Ketiga, ketidakhadiran yang bersumber dari sekolah. Sekolah juga dipersepsi oleh peserta didik tidak mendukung terhadap keinginannya. Oleh karena itu, ketidakhadiran mereka di sekolah, dapat juga bersumber dari lingkungan sekolah. Adapun sumber-sumber penyebab ketidakhadiran peserta didik di sekolah yang bersumber dari lingkungan sekolah adalah sebagai berikut:
1 Lokasi sekolah yang tidak menyenangkan. Bisa juga peserta didik menjadi jenuh dan menyebabkan mereka absen sekolah hanya karena di tempat mereka belajar tidak memenuhi kriteria sekolah yang menyenangkan, sekolah adalah tempat berjalannya proses belajar mengajar, hal ini memerlukan motivasi untuk menarik hati peserta didik. Jika sekolahnya tidak menyenangkan, maka kemungkinan mereka enggan untuk belajar di sekolah itu, karena pada umumnya semua peserta didik lebih senang jika proses belajar mengajar di sekolah menggunakan metode joyful learning.

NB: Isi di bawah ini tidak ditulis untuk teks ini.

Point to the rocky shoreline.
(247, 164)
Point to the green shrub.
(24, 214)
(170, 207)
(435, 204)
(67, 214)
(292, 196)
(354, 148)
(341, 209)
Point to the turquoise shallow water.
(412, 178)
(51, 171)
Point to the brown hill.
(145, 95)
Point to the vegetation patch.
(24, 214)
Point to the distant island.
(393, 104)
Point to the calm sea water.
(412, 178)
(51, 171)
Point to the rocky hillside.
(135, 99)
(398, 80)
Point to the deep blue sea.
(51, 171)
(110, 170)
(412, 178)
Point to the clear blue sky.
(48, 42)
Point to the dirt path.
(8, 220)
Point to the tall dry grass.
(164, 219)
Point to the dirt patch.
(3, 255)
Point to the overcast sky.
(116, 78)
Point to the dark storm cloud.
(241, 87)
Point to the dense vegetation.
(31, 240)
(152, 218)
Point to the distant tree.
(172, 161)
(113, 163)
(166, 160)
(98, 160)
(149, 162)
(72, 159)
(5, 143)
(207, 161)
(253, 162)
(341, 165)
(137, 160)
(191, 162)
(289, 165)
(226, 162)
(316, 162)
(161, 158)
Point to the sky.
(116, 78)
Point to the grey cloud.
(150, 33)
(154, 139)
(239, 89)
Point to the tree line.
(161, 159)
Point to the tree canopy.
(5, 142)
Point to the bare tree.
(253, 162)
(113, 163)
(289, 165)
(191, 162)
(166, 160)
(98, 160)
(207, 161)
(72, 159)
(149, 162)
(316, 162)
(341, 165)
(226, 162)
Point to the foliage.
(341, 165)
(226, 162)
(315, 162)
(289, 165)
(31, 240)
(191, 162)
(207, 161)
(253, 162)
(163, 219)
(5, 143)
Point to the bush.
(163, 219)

2 Program sekolah yang tidak efektif. Hal ini terjadi karena kurikulum yang di gunakan tidak tepat dalam mendayagunakan program kerja di sekolah. Program sekolah yang tidak tepat bisa saja mempengaruhi tujuan sekolah dan akibatnya seperti ini, peserta didik jadi enggan untuk pergi kesekolah.
3 Terlalu sedikit peserta didik yang masuk. Tidak sedikit di suatu sekolah yang kekurangan pelajar atau peserta didik, hal ini bisa juga berdampak pada peserta didik tersebut. Terkadang ada sekolah yang peserta didiknya melebihi batas maksimum, tetapi mereka jarang masuk sekolah, hal ini berakibat buruk bagi peserta didik yang lain. Karena kemungkinan mereka enggan masuk sekolah karena sedikitnya peserta didik yang masuk.

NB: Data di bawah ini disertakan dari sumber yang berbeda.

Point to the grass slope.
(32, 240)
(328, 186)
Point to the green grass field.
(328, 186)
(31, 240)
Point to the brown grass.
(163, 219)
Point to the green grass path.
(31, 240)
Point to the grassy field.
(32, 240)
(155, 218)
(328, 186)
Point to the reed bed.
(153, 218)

4 Biaya sekolah yang terlalu mahal. Masalah ekonomi juga termasuk salah satu permasalahan yang dapat menghambat proses belajar siswa. Biaya sekolah yang terlalau mahal akan menjadi beban bagi mereka yang tidak mampu, di Indonesia sekian banyak peserta didik yang putus sekolah hanya karna telat melunasi pembayaran di sekolah.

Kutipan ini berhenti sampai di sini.